Anticoagulants therapy is not always indicated in the management of LST because; venous sinus has been shown to recannalize without anticoagulation following surgical evacuation of mastoid and epidural infection, and a 6-week course of antibiotics.[34,35]
Systemic anticoagulation has traditionally been achieved by initial intravenous treatment with unfractionated heparin, followed by transition to oral warfarin.[35] It can be continued for three to four weeks. Anticoagulation limits propagation of thrombus and increases intracranial venous drainage and reduces the effects of raised intracranial pressure, resulting in improvement of neurological condition. Anticoagulation is useful in patients with multiple intracranial complications.[35]
Most authors agree that there is no place for anticoagulants in the management of LST.[7,18,20] The use of anticoagulants is not apart of standard care of patients with LST and was more common prior to the advent of antibiotics.[18] Unless thrombus propagates after surgery, anticoagulants are not recommended.[14,33] Anticoagulants arrests the spread of thrombosis but may increase the risk of venous infarctions and therefore no longer recommended.[19]
Although it is obvious that LST requires prompt mastoid surgeries with antibiotics for definitive management, the ligation of internal jugular vein is still a controversial issue in the management of LST. Internal jugular vein ligation was performed almost routinely in the pre antibiotic era, to avoid dissemination of thrombophlebitic process and septic emboli.[17]  In the modern antibiotic era, internal jugular vein ligation is reserved for those cases in which septicemia and embolization do not respond to initial surgery and antibiotic treatment.[11,19,31,36]
     
Postoperative Details
After the surgical treatment, the patient should be maintained on antibiotics for 2-3 weeks and a repeat MRI and MR venogram should be performed to rule out the development of secondary intracranial complication such as brain abscess, or propagation of thrombus in to the superior sagital sinus.[1] Cases of secondary intracranial complication have been reported in the literature.[37]

Morbidity
Syms et al [14] reported an incidence of approximately 30% morbidity associated with otogenic LST. These include septic cardiomyopathy, acute respiratory distress syndrome, seizure, ventriculoperitoneal shunt, and upper extremity weakness.[4]

Mortality
In the preantibiotic era, mortality after otogenic LST was nearly 100%. In the antibiotic era, this has dropped to 0% to 25%. This is due to availability of broad-spectrum antibiotics and improved diagnostic tools.[4,7,10,14] In recent years (Table 1) there have been less reports of OLST-related mortality.[5,13,22,33]


Table 1: Showing studies by the authors.


Conclusions

Lateral sinus thrombosis is now a rare intracranial complication of otitis media.
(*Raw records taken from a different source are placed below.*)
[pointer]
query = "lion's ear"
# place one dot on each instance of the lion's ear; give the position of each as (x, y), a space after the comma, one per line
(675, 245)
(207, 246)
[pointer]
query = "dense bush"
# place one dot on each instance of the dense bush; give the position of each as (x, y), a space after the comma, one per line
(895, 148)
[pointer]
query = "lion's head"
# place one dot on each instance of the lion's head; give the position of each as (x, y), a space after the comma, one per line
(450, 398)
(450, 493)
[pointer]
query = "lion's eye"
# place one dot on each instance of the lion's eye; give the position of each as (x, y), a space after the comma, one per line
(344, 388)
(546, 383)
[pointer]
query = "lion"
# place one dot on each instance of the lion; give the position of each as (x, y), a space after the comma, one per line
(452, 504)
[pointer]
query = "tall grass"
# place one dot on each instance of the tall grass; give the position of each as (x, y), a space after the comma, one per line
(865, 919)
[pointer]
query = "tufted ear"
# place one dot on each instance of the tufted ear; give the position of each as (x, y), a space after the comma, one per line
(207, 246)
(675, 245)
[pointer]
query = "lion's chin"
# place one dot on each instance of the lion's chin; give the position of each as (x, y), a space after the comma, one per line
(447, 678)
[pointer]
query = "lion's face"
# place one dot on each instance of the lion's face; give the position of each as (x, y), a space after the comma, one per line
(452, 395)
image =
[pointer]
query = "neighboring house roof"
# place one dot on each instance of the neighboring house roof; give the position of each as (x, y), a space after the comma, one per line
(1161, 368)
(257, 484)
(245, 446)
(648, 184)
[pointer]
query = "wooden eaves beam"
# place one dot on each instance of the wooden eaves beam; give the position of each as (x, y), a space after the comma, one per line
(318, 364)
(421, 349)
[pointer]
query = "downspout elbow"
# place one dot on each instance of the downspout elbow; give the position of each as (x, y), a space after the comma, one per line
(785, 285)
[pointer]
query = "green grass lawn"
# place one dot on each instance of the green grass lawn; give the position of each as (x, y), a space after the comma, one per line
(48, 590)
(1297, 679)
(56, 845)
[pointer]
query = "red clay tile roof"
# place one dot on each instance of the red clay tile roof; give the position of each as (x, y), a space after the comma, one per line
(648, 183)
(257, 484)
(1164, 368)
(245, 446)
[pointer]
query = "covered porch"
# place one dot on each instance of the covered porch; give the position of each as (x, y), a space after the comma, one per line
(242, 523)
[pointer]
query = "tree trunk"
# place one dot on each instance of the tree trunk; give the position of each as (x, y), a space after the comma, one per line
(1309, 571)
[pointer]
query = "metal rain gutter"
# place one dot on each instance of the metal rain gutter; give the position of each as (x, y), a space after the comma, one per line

An awareness of this condition is necessary for early diagnosis and treatment. It frequently occurs in association with other intracranial complications. Computed tomography and magnetic resonance imaging plays an important role in the management of this disease. Aggressive medical therapy with broad-spectrum intravenous antibiotics and removal of source of infection by surgery are required for a good outcome.